When we finally broke for lunch, I had my sandwiches. Whoops! I had sliced the dense bread too thick and not used enough jelly. They were dry, dry, dry. Also very filling so I did not eat my apple. I did, however, chow down on the last two non-local cookies I'd brought from home.I was feeling a bit stressed by this time. I had been randomly put into the group of 26 potential jurors, from which the lawyers would later select the final 14 (includes alternates) to hear the case. Throughout the questioning so far, I had raised my hand a few times to clarify that I had experience with one thing or another but that it would not affect my ability to be impartial if selected for the jury.
Based on the questions, I was starting to get nervous that I would be selected. Hearing right off the bat that this was a 1st degree murder trial was nerve-wracking because I don't deal well with violence. It became clear that alcohol and drugs were involved, and possibly domestic violence as well.
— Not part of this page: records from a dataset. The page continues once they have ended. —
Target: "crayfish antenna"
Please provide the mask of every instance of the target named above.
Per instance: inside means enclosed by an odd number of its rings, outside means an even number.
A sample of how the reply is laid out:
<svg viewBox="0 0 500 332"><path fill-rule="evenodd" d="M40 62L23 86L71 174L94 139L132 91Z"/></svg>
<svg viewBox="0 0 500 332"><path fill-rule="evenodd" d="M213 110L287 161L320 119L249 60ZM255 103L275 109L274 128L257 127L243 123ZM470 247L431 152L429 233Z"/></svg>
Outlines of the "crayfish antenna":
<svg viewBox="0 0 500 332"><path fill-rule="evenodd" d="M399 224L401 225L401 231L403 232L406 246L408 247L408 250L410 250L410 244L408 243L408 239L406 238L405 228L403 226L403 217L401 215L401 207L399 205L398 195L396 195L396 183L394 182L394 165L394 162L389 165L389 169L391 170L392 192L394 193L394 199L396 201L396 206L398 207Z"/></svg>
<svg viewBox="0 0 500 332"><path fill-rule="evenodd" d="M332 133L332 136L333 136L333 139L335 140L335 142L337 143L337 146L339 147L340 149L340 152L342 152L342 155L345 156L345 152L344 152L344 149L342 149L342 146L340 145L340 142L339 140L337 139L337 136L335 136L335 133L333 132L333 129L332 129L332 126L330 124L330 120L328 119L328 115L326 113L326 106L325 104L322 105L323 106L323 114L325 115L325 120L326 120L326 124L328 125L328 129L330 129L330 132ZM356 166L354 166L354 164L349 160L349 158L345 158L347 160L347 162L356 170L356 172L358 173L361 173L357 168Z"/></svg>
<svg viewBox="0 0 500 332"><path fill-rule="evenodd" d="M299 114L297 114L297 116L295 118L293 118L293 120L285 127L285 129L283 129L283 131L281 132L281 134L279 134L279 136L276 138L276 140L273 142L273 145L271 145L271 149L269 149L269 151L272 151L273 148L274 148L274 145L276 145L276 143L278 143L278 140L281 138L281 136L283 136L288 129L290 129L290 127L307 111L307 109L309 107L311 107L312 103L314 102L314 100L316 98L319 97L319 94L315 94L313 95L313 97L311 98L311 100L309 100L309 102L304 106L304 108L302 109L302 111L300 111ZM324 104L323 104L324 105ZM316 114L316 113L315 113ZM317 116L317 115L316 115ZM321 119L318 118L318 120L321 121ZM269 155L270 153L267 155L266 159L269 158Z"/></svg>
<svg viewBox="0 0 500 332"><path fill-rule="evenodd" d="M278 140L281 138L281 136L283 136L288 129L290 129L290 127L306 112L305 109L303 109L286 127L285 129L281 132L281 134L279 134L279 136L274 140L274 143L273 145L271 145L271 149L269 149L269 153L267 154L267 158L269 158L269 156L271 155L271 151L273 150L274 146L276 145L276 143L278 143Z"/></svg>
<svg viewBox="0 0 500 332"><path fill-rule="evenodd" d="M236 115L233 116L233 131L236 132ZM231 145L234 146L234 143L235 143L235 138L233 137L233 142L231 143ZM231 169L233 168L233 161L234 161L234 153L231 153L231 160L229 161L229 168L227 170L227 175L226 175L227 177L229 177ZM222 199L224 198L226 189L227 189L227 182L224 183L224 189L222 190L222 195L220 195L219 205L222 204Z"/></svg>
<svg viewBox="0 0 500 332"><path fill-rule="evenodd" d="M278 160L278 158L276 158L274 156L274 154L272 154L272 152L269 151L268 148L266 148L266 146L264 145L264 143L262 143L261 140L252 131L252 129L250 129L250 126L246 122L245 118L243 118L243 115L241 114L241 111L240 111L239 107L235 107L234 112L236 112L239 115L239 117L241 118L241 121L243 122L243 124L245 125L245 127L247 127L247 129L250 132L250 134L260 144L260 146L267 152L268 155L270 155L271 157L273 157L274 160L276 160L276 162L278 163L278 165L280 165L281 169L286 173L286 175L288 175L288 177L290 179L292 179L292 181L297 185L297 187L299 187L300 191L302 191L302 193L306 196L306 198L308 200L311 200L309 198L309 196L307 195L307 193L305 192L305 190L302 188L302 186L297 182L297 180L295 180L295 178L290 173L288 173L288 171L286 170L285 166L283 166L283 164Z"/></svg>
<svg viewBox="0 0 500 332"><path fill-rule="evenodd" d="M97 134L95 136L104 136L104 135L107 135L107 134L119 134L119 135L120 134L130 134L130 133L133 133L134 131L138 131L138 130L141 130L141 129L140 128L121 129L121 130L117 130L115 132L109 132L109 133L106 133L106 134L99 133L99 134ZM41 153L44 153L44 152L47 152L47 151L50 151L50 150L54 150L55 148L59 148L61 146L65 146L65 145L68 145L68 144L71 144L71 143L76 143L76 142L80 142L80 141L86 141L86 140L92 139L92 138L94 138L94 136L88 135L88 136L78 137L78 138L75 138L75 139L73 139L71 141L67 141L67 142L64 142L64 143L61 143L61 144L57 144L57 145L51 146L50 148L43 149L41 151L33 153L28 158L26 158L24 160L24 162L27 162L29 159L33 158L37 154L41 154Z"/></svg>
Disturbing images and testimony about wounds and the autopsy would be presented during the case. Could I deal with this?
In addition, if selected, I would be at the courthouse every day, all day, for two weeks. That was not going to make finishing up this local challenge very easy. On the other hand, I was somewhat interested in seeing what a real murder trial was like; I'm sure it's vastly different than what TV writers present. Having never been in the jury deliberation room at the end of a trial, too, I was curious what that might be like. (As an alternate juror on a case years ago, I was dismissed when the lawyers were done but before the jury deliberated and decided a verdict.)
So, I was okay with either way the decision went. But, the stress still had me staring, hard, at the vending machines during lunch. I managed to not give in to the temptation to use junk food to try to calm my emotions, so I have no non-local candy bars or chips to report.
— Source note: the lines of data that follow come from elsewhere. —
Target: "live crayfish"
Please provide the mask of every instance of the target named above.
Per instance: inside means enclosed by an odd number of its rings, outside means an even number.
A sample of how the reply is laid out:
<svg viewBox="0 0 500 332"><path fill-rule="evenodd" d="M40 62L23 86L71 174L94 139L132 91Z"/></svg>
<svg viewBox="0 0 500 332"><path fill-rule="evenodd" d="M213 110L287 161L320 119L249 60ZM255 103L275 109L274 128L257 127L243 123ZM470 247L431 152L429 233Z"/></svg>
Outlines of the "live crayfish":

After the questioning was complete, the lawyers took a half-hour break to make their selections. We returned to the courtroom and I sat, knowing I would hear my name called. Ten names were called. The next one was called and no-one answered. Somehow, the name of someone who had been dismissed had apparently remained on the list...and been selected. It took some time for them to deal with this and I just knew my name would be called instead. Nope. Three more names to go. Two.... One.... I was free to go home.
I was excited yet disappointed. Later, I was relieved when I read some of the information reported about the murder when it happened. I have little patience with people who are substance abusers and it looked like this was a factor. Domestic violence is also, in my opinion, inexcusable so it's a good thing I didn't have to try to remain impartial and consider only the evidence. I will be watching, though, to see what verdict the selected jury renders.
My point in sharing this is to show how work and emotions can affect one's ability to follow a local diet. Eating locally generally means having to cook from scratch. This can take more time and planning as well as limit choices.
But, back to the actual food. Not being selected for two weeks of jury service meant that local eating could continue as planned although my rampaging emotions were begging me for chocolate, sugar, anything. I ignored them and we had leftover oat groat pilaf, roasted beets, and greens for a mostly local dinner.
Then I went to bed early because I was totally wiped out by too little sleep and too many emotions.









5 comments:
Yay for being off the hook for jury duty. I hear you on the domestic violence thing, it was that kind of case last time I did jury duty too, though not a murder. During voir dire(sp?) I managed to make it plain enough that yeah, I do have pre-formed opinions when it comes to domestic violence, and they didn't pick me.
Soooo nerve-wracking. The first time I got a jury summons was for a murder trial as well - something like 3 counts of murder and 2 counts of assault with an illegal weapon and a few more illegal possessions... I heard all of that and said to myself, "Self, they wouldn't let a college student like you serve on this trial, so you can stop listening and freaking out about it now." I was right, too. It would be really hard to be impartial to a murder trial, I'd think.
That is so true. In AA there is a saying "Never make decisions when you are too tired, too angry,too hungry or lonely. Sage advice that.
Adrienne - I'm pretty sure I could have been impartial but am relieved I didn't have to find out for sure. I was once excused from possibly serving on an Extreme DUI case because there is no way I could have been impartial for that.
Stephanie - actually, they picked a college student for this one...
Rob - definitely good advice. Also, don't try to declutter when you are really depressed. Even though you'll throw a lot of stuff out, you'll regret it later!
What?? They picked a college student? Poor student - how nerve-wracking. We certainly don't get time off for jury duty. Anyway, I'm sure it helped my getting let off that my college was 1,500 miles away, and where I'd safely be when the trial started.